Merricat does everything in her power to push Charles away, going so far as to empty his room of his belongings and filling it up with dirt, leaves, moss, and branches. Constance cleans up the mess but Merricat makes one final attempt to undo her cousin's presence and pushes his still burning pipe into the waste basket, starting a house fire. This certainly was the climax and the most intense and heartbreaking part of the novel. The whole village, who openly hates the women, arrive at the house to watch it burn, and even after the fire is put out the fire chief throws a stone at the house, breaking a window and inciting mad looting.

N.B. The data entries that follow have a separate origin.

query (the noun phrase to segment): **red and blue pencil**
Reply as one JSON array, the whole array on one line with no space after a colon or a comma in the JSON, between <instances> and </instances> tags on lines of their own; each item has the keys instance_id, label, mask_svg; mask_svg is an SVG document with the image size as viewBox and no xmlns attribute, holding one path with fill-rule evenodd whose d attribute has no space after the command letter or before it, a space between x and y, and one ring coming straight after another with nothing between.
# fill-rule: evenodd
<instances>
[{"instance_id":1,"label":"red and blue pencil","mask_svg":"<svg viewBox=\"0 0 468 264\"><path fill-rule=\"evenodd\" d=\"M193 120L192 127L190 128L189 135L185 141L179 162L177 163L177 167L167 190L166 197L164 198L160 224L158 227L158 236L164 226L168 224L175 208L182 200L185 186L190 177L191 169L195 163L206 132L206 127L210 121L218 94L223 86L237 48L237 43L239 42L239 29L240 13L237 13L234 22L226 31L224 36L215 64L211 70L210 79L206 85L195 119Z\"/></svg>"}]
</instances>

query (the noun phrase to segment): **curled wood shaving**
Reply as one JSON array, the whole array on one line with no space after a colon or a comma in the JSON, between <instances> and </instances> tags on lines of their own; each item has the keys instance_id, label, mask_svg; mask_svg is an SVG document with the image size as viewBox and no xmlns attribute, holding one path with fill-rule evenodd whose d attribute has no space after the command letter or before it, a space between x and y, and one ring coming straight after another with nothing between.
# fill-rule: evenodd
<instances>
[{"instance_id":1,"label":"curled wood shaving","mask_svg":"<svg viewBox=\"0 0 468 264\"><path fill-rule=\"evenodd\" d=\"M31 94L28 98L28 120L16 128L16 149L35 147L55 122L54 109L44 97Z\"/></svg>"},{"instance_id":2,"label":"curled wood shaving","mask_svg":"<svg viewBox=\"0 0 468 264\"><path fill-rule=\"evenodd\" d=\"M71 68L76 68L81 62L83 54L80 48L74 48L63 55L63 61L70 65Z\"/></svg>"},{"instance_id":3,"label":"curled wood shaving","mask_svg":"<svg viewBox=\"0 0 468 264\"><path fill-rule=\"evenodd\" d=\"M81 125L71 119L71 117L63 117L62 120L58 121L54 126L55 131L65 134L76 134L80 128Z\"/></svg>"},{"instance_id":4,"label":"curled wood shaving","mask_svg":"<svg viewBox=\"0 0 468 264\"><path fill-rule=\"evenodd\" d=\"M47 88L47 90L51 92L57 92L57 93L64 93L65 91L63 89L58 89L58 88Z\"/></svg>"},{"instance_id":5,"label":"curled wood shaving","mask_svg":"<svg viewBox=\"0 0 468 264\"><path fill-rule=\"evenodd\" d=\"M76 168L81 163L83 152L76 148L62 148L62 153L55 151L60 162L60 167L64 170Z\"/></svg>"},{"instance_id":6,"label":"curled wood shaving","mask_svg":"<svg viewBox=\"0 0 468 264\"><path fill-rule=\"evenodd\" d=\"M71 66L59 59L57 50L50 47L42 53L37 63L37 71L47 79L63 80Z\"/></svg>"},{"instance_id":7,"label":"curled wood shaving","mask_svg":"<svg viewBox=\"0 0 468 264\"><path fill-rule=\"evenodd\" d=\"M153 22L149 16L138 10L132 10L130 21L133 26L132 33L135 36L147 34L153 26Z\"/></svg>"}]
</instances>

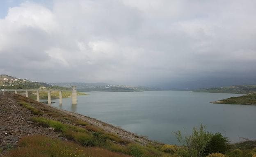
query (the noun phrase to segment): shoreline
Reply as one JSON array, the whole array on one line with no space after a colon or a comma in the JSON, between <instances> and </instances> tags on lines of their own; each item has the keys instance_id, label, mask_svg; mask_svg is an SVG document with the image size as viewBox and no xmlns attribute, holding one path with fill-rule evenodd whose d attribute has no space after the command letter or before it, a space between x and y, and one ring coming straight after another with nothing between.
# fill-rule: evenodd
<instances>
[{"instance_id":1,"label":"shoreline","mask_svg":"<svg viewBox=\"0 0 256 157\"><path fill-rule=\"evenodd\" d=\"M117 134L121 138L131 140L136 143L139 142L139 143L143 145L148 144L157 144L157 145L161 144L161 143L160 142L148 139L145 136L138 135L134 133L125 130L121 127L114 126L95 118L87 116L80 113L59 108L56 107L51 107L63 112L63 114L68 114L75 116L77 118L85 121L91 124L97 126L105 131Z\"/></svg>"}]
</instances>

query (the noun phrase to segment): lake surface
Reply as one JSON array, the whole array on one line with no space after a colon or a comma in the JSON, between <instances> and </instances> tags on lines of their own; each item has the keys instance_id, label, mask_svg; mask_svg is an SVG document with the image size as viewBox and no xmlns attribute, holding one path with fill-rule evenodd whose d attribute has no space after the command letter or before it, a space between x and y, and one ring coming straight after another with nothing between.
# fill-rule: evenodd
<instances>
[{"instance_id":1,"label":"lake surface","mask_svg":"<svg viewBox=\"0 0 256 157\"><path fill-rule=\"evenodd\" d=\"M178 144L173 133L190 133L194 126L206 125L212 133L219 132L232 142L240 137L256 139L256 106L210 104L241 95L176 91L88 93L59 100L53 106L94 117L149 139Z\"/></svg>"}]
</instances>

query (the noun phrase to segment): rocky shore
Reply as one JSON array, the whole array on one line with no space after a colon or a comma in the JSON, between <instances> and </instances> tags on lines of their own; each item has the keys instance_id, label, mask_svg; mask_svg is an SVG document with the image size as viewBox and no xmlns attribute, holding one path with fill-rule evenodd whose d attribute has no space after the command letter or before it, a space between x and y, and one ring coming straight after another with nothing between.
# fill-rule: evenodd
<instances>
[{"instance_id":1,"label":"rocky shore","mask_svg":"<svg viewBox=\"0 0 256 157\"><path fill-rule=\"evenodd\" d=\"M0 94L0 155L16 147L19 140L23 137L40 134L67 140L62 137L59 133L54 131L52 128L43 127L30 120L30 118L32 117L43 117L54 120L57 119L57 118L54 117L54 115L44 114L44 113L41 115L35 115L31 111L21 105L17 100L17 97L19 97L19 99L23 99L29 102L32 107L39 106L41 109L43 108L43 110L50 111L56 114L72 117L99 128L107 133L116 134L122 139L142 145L149 144L159 144L148 140L145 137L139 136L95 119L58 109L19 95L7 93L5 95L2 94ZM65 122L62 122L76 125Z\"/></svg>"}]
</instances>

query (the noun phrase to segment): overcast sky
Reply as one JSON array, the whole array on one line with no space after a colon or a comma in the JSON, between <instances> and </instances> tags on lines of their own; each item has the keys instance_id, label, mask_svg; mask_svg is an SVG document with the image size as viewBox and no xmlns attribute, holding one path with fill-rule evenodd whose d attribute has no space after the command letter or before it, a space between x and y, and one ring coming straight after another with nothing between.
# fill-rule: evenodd
<instances>
[{"instance_id":1,"label":"overcast sky","mask_svg":"<svg viewBox=\"0 0 256 157\"><path fill-rule=\"evenodd\" d=\"M170 88L251 83L255 8L255 0L1 0L0 73Z\"/></svg>"}]
</instances>

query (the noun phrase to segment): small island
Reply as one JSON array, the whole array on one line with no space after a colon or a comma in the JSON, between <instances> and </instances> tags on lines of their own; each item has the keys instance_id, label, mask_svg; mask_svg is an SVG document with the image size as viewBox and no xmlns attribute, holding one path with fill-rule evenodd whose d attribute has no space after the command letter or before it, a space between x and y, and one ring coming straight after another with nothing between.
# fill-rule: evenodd
<instances>
[{"instance_id":1,"label":"small island","mask_svg":"<svg viewBox=\"0 0 256 157\"><path fill-rule=\"evenodd\" d=\"M240 97L233 97L215 102L213 104L236 104L256 105L256 93L247 94Z\"/></svg>"}]
</instances>

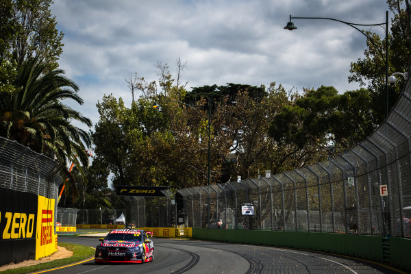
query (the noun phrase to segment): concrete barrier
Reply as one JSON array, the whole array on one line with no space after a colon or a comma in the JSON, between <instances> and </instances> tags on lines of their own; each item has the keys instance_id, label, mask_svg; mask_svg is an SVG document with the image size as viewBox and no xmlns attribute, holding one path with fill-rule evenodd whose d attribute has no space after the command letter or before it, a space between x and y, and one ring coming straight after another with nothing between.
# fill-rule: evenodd
<instances>
[{"instance_id":1,"label":"concrete barrier","mask_svg":"<svg viewBox=\"0 0 411 274\"><path fill-rule=\"evenodd\" d=\"M386 247L383 249L383 238L380 236L341 233L192 228L192 238L323 251L388 262L395 267L411 271L411 239L408 238L390 238L390 248L387 250ZM388 262L383 251L390 254Z\"/></svg>"}]
</instances>

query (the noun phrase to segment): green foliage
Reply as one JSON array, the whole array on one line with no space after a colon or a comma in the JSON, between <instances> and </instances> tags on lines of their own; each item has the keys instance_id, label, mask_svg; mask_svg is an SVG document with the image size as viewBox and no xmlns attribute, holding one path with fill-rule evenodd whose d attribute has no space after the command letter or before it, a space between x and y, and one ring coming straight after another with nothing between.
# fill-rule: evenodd
<instances>
[{"instance_id":1,"label":"green foliage","mask_svg":"<svg viewBox=\"0 0 411 274\"><path fill-rule=\"evenodd\" d=\"M44 262L34 266L10 269L5 271L1 271L0 272L0 273L23 274L30 273L35 271L40 271L45 269L51 269L54 267L67 265L74 262L80 262L83 260L88 259L92 257L95 252L94 249L80 245L68 244L65 242L59 242L58 245L60 247L63 247L72 251L73 256L68 258L55 260L49 262Z\"/></svg>"},{"instance_id":2,"label":"green foliage","mask_svg":"<svg viewBox=\"0 0 411 274\"><path fill-rule=\"evenodd\" d=\"M0 94L11 94L16 91L13 82L16 75L14 64L6 60L0 61Z\"/></svg>"},{"instance_id":3,"label":"green foliage","mask_svg":"<svg viewBox=\"0 0 411 274\"><path fill-rule=\"evenodd\" d=\"M284 106L269 132L279 145L311 146L335 155L365 139L377 125L371 104L368 90L339 95L333 87L322 86Z\"/></svg>"},{"instance_id":4,"label":"green foliage","mask_svg":"<svg viewBox=\"0 0 411 274\"><path fill-rule=\"evenodd\" d=\"M388 0L390 10L394 14L388 34L388 76L395 72L409 71L411 64L411 19L406 10L403 0ZM374 44L367 40L367 48L364 51L364 58L359 58L351 64L349 82L357 82L362 86L368 85L372 99L371 108L374 110L381 123L385 118L385 44L387 41L376 34L365 32ZM379 49L384 54L378 52ZM402 91L405 82L399 77L394 86L390 86L388 92L388 109L397 101Z\"/></svg>"},{"instance_id":5,"label":"green foliage","mask_svg":"<svg viewBox=\"0 0 411 274\"><path fill-rule=\"evenodd\" d=\"M72 123L90 127L91 121L62 103L66 99L83 103L77 86L63 73L47 72L47 64L36 59L25 61L14 81L18 90L0 94L0 135L55 158L70 176L67 160L86 166L85 145L90 145L89 134Z\"/></svg>"},{"instance_id":6,"label":"green foliage","mask_svg":"<svg viewBox=\"0 0 411 274\"><path fill-rule=\"evenodd\" d=\"M232 103L236 101L237 94L247 91L249 96L254 100L259 100L268 95L264 86L255 86L233 83L227 83L227 86L203 86L192 88L190 92L186 93L184 102L195 104L201 98L214 98L217 101L228 97L227 101Z\"/></svg>"},{"instance_id":7,"label":"green foliage","mask_svg":"<svg viewBox=\"0 0 411 274\"><path fill-rule=\"evenodd\" d=\"M55 28L51 0L1 0L0 60L12 60L21 66L32 58L58 67L64 34ZM3 23L4 22L4 23Z\"/></svg>"}]
</instances>

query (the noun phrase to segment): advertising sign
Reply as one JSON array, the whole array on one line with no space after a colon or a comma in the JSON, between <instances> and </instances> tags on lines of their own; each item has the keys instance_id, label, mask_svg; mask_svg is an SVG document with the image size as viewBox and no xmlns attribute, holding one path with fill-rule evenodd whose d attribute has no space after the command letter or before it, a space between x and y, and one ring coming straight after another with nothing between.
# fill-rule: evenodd
<instances>
[{"instance_id":1,"label":"advertising sign","mask_svg":"<svg viewBox=\"0 0 411 274\"><path fill-rule=\"evenodd\" d=\"M119 186L116 187L118 196L166 197L162 190L166 186Z\"/></svg>"},{"instance_id":2,"label":"advertising sign","mask_svg":"<svg viewBox=\"0 0 411 274\"><path fill-rule=\"evenodd\" d=\"M379 196L388 196L388 187L386 184L382 184L379 186Z\"/></svg>"},{"instance_id":3,"label":"advertising sign","mask_svg":"<svg viewBox=\"0 0 411 274\"><path fill-rule=\"evenodd\" d=\"M252 203L241 204L242 215L254 215L254 205Z\"/></svg>"},{"instance_id":4,"label":"advertising sign","mask_svg":"<svg viewBox=\"0 0 411 274\"><path fill-rule=\"evenodd\" d=\"M57 251L57 234L54 231L54 199L38 196L36 260Z\"/></svg>"}]
</instances>

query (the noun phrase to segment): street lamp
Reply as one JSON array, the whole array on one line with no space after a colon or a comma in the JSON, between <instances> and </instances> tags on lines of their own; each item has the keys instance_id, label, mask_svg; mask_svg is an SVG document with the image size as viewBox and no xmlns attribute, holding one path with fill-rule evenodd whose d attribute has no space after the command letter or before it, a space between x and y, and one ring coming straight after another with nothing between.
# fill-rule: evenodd
<instances>
[{"instance_id":1,"label":"street lamp","mask_svg":"<svg viewBox=\"0 0 411 274\"><path fill-rule=\"evenodd\" d=\"M382 58L382 60L384 60L385 62L385 65L386 65L386 83L385 83L385 88L386 88L386 118L387 118L388 116L388 11L387 10L386 12L386 21L384 23L377 23L377 24L355 24L353 23L349 23L349 22L345 22L345 21L342 21L340 20L338 20L338 19L334 19L333 18L327 18L327 17L297 17L297 16L292 16L291 14L290 14L290 22L288 22L287 23L287 25L286 27L284 27L285 29L288 29L288 30L292 30L292 29L296 29L297 27L294 25L294 23L292 23L292 21L291 21L292 19L325 19L325 20L332 20L334 21L338 21L338 22L340 22L342 23L345 25L348 25L350 27L353 27L354 29L357 29L358 32L361 32L362 34L364 34L371 42L371 43L374 45L374 47L375 47L375 49L378 51L378 52L379 53L379 54L381 55L381 57ZM382 53L382 51L381 51L381 49L379 49L378 48L378 47L377 47L377 45L375 45L375 43L374 42L374 41L373 40L372 38L371 38L369 36L368 36L365 32L362 32L361 29L360 29L359 28L358 28L356 26L384 26L385 25L385 31L386 31L386 54L385 54L385 58L384 56L384 54Z\"/></svg>"},{"instance_id":2,"label":"street lamp","mask_svg":"<svg viewBox=\"0 0 411 274\"><path fill-rule=\"evenodd\" d=\"M187 105L188 107L195 108L206 108L206 105L190 105L188 103L186 103L182 102L181 101L175 101L175 100L154 100L154 103L153 103L153 108L157 108L160 107L160 105L157 103L157 102L172 102L172 103L178 103L183 104L184 105ZM211 123L211 100L210 98L208 98L208 122L207 123L207 130L208 133L208 182L207 185L210 186L210 166L211 166L211 152L210 152L210 139L211 139L211 132L210 132L210 125Z\"/></svg>"}]
</instances>

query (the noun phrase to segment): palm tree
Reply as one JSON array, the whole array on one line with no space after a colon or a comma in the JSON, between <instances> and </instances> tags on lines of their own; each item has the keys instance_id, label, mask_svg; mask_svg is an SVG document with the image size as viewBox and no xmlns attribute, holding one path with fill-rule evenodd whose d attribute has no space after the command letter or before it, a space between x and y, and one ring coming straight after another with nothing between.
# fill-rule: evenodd
<instances>
[{"instance_id":1,"label":"palm tree","mask_svg":"<svg viewBox=\"0 0 411 274\"><path fill-rule=\"evenodd\" d=\"M67 162L79 168L80 163L86 166L86 147L90 147L91 139L72 122L88 127L92 123L62 103L65 99L84 103L78 86L64 73L61 69L47 71L47 64L35 58L25 61L18 69L17 91L0 94L0 135L55 159L63 174L73 179L66 168Z\"/></svg>"}]
</instances>

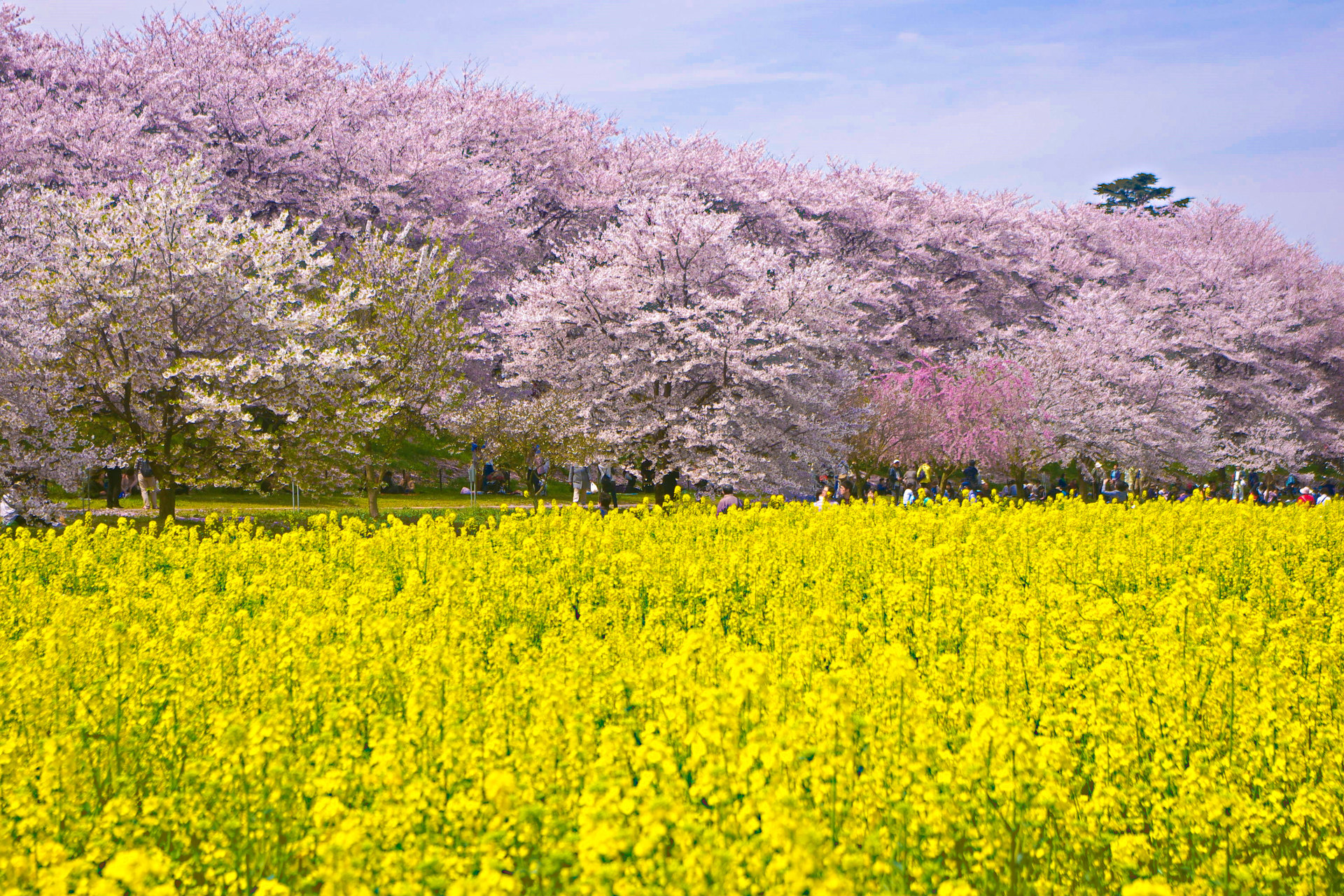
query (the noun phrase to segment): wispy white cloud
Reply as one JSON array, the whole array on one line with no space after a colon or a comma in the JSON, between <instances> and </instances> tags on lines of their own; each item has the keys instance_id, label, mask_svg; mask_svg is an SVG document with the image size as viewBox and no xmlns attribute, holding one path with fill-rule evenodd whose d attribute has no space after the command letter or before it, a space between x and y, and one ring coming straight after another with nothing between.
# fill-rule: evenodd
<instances>
[{"instance_id":1,"label":"wispy white cloud","mask_svg":"<svg viewBox=\"0 0 1344 896\"><path fill-rule=\"evenodd\" d=\"M1153 171L1344 261L1344 8L1325 0L269 0L355 58L473 58L634 130L765 138L950 187L1086 199ZM206 4L185 0L191 12ZM133 24L137 0L42 0Z\"/></svg>"}]
</instances>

The village people attempt to destroy what is left of the house and only stop with the the uncle's doctor finds him dead. "Did she kill him?" they ask, and when the doctor tells them Uncle Julian had had a heart attack they went home.

After the fire the women clean up the house as best as they can. The sacred kitchen is spared. We find out that Merricat is the one who put the arsenic in the sugar bowl and killed her family, but Constance never finds out that it was she who started the fire. They lock themselves away even more securely than before in the old ruined house and no one ever sees them again, but the village people frequently leave "offerings" at their doorstep: baskets of food with notes apologizing for the destruction they had participated in. And the two sisters live happily ever after. Constance has her garden and her kitchen and Merricat falls happily into a new routine, a new ritual.

Here is a good mini review of the book.

Some themes to explore later: the disruption and corruption of the domestic space, nature vs. society, community and xenophobia, the need for and the development of local mythology and scapegoats, which reminds me a great deal of American Gods and how belief creates tangible and powerful forces, and which also reminds me of Jackson's seminal story "The Lottery". It also reminded me a bit of Antichrist with the references to witchcraft and the focus on family and women in the domestic space.  I'll keep it in mind for when I start the International Horror class next month.

This might be a good book for when I start teaching, actually. This, or The Haunting of Hill House depending on the level of the class. I think this would be a good book for a 101 course.